Vocês percebem no parágrafo acima uma crítica ao conceito de meritocracia
difundido pelos privilegiados com a
intenção de fazer os "fundidos" (!) resignarem-se diante das condições de vida
(sic) que lhes cabem neste mundo?
Sim, como afirma Milly
Lacombe, "é preciso muita atenção e disciplina para se desfazer da
configuração-padrão, pensar por conta própria e conseguir atingir o que o
escritor David Foster Wallace disse ser a verdadeira liberdade: a liberdade de
enxergar o outro".
"A jornada rumo a esse lugar que se chama 'alguém melhor' é longa e está longe de ser um evento; é um movimento que exige esforço constante, desconstruções, reparações.
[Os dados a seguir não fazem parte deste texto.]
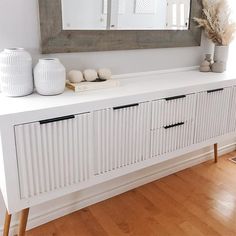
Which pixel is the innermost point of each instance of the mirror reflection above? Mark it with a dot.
(125, 14)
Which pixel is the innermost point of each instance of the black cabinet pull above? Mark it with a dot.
(171, 126)
(174, 98)
(56, 119)
(126, 106)
(215, 90)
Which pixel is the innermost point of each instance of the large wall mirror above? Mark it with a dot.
(99, 25)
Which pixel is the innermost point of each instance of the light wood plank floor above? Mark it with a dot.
(197, 201)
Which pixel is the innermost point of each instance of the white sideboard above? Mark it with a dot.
(53, 146)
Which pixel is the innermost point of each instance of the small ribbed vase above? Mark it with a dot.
(16, 75)
(49, 77)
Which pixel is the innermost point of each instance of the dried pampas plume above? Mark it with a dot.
(216, 21)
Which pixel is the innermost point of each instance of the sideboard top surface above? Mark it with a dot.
(133, 89)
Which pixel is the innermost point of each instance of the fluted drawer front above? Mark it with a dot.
(232, 113)
(171, 138)
(173, 110)
(53, 154)
(212, 114)
(122, 137)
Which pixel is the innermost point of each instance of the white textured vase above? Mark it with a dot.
(221, 54)
(16, 72)
(49, 77)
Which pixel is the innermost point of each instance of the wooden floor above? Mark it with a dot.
(197, 201)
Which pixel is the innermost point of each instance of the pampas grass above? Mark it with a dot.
(216, 21)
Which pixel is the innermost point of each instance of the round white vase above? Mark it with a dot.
(16, 72)
(49, 77)
(221, 55)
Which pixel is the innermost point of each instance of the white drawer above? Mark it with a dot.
(232, 112)
(171, 138)
(53, 154)
(173, 110)
(122, 137)
(212, 113)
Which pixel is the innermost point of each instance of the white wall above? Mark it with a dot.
(19, 27)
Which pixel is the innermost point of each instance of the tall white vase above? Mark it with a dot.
(49, 76)
(16, 72)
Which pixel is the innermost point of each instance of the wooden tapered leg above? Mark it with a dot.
(7, 224)
(216, 152)
(23, 222)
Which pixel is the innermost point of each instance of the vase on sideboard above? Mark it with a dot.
(49, 77)
(16, 72)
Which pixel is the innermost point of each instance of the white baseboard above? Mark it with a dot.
(113, 190)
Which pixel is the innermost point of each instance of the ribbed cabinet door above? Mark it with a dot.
(172, 126)
(232, 112)
(212, 114)
(122, 137)
(54, 155)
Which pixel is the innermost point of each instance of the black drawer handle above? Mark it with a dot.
(56, 119)
(171, 126)
(126, 106)
(174, 98)
(215, 90)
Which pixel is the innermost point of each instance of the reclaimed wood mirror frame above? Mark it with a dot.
(56, 40)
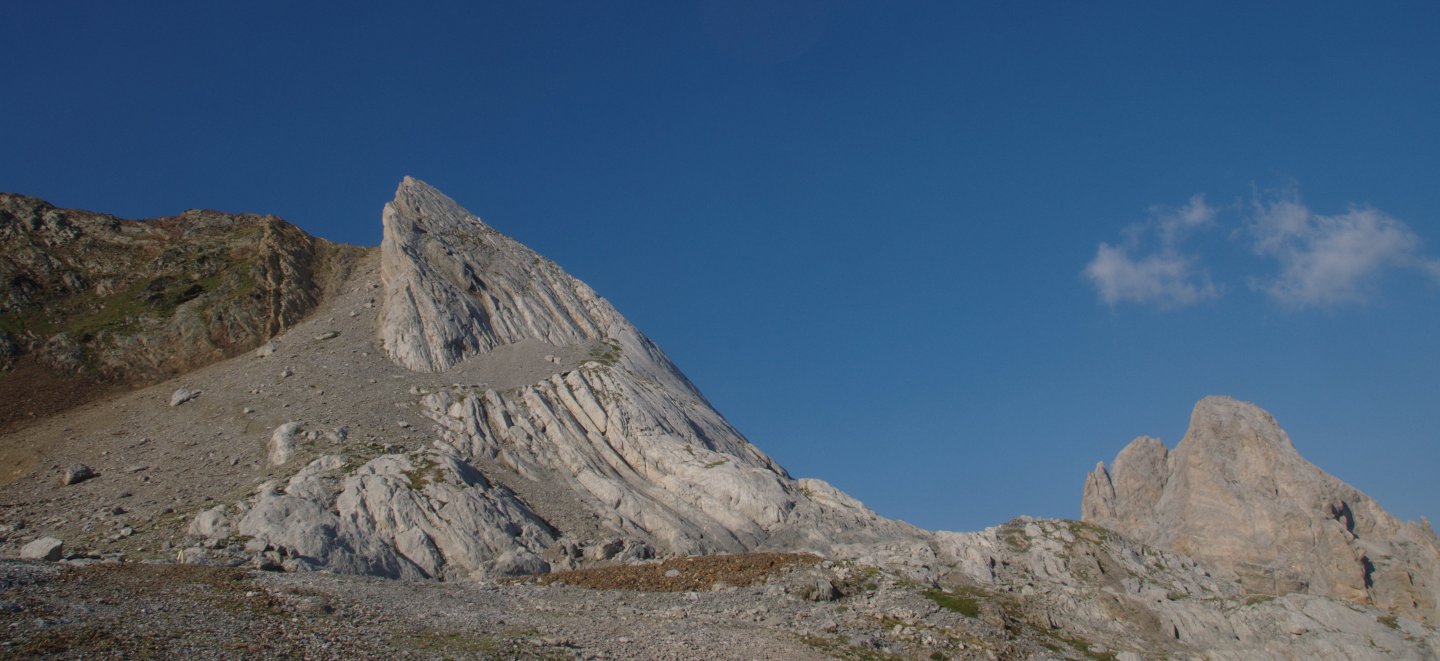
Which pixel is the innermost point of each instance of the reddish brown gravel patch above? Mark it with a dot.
(683, 573)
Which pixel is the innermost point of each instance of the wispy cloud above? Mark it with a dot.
(1161, 277)
(1331, 259)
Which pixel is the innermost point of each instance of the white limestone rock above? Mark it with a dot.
(424, 514)
(282, 444)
Que exige coragem para sentir vergonha da pessoa que um dia você foi e, depois, uma certa saudade daquela pessoa que você ainda não é.", diz Milly Lacombe.
"Longa, longe de
ser um evento, um movimento que exige esforço constante (e interminável, acrescento
eu), desconstruções e reparações", eis uma boa descrição da "jornada
rumo a esse lugar que se chama 'alguém melhor'". Lugar pelo qual cada um
de nós, inevitavelmente, terá que passar para tornar-se apto a cooperar na
construção desse lugar que se chama 'um mundo melhor'. Aptidão que (usando aqui
algumas palavras de Milly Lacombe), exige de cada um, inicialmente, "a
coragem para sentir vergonha da pessoa que foi um dia e, posteriormente, uma
certa saudade daquela pessoa que ainda não é", mas que, inevitavelmente,
terá que ser se, verdadeiramente, almejar viver em 'um mundo melhor'.